The Old Testament is an unfinished book. It ends with needs that haven’t been met, problems that haven’t been solved, tensions that haven’t been resolved. When we come to the end of the history recorded in the Old Testament, a small group of Israelites has returned to Jerusalem and gone to work rebuilding the city. But their capital city is not the powerful fortress it once was. They have no king on the throne like they once had in David and Solomon. They’ve rebuilt the temple, but it’s certainly not as magnificent as the temple once was; it comes nowhere near the descriptions of the glorious temple the prophets said would one day be in Jerusalem. God’s covenant people are living in the land given to them by God, but they simply cannot keep up their part of the covenant commitment. When they do have a heart to obey, it just doesn’t last.
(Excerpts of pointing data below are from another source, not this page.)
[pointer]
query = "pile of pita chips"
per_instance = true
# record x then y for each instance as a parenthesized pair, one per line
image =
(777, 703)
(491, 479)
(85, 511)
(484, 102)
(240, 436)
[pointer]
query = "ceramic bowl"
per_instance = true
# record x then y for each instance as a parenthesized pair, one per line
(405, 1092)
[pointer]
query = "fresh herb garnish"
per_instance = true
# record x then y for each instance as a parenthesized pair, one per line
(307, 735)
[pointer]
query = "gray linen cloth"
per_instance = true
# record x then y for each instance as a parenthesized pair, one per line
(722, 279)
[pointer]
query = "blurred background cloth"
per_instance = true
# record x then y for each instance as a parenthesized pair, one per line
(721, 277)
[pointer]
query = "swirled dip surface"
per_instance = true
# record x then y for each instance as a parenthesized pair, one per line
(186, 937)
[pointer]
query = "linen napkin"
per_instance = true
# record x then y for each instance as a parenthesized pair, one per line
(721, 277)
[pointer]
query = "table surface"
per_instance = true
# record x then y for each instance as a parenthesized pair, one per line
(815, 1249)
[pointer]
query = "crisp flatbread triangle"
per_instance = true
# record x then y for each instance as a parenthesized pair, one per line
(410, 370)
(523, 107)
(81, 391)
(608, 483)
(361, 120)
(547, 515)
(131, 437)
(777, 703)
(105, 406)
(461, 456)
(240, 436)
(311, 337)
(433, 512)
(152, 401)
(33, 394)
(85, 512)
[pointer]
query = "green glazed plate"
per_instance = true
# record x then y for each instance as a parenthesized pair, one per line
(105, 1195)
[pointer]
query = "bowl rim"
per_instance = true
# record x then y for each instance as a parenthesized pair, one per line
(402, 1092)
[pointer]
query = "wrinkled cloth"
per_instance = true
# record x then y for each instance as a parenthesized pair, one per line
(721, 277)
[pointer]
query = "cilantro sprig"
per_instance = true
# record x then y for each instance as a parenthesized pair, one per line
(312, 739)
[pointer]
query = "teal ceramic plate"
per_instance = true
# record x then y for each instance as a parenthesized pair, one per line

But they have this word from God through the prophets that promises a greater redemption than their forefathers experienced from Egypt, greater than they experienced coming home from Babylon. They have the promises of a great city, a land of abundance to live in, a glorious temple in which God dwells, and a righteous king on the throne. So how could they reconcile the limited nature of their redemption, their city, their temple, and their covenant and king with the glorious promises made through the prophets?

Jesus does that. Jesus accomplished a far greater redemption than just returning one people group to a run-down land. His gospel is going out as his word is preached so that he is redeeming people from every tribe and tongue to make one holy nation that will live forever with him in a glorious land. Jesus is the great king who rules over his people in perfect justice and righteousness. Jesus himself is the temple where God’s people commune with God. Jesus is the better mediator of a better covenant, not only because he has written his law on our hearts by the Spirit, but also because he has taken upon himself the covenant curse for our disobedience. Jesus meets the needs, solves the problems, and resolves the tensions left unanswered, unsolved, and unresolved throughout the Old Testament.

Over and over again in the prophets we read that “the word of the Lord came to” his prophet. And when we read these words, we recognize the voice of this Word, the Word who was with God, the Word who was God, the Word that became flesh and dwelt among us, the only Son from the Father, full of grace and truth (John 1:1, 14). Christ was speaking not only to the prophet and not only to the people in the prophet’s day, but also to us, revealing himself to us in new ways, calling us to himself in fresh and perhaps costly ways, and promising himself to us in saving ways.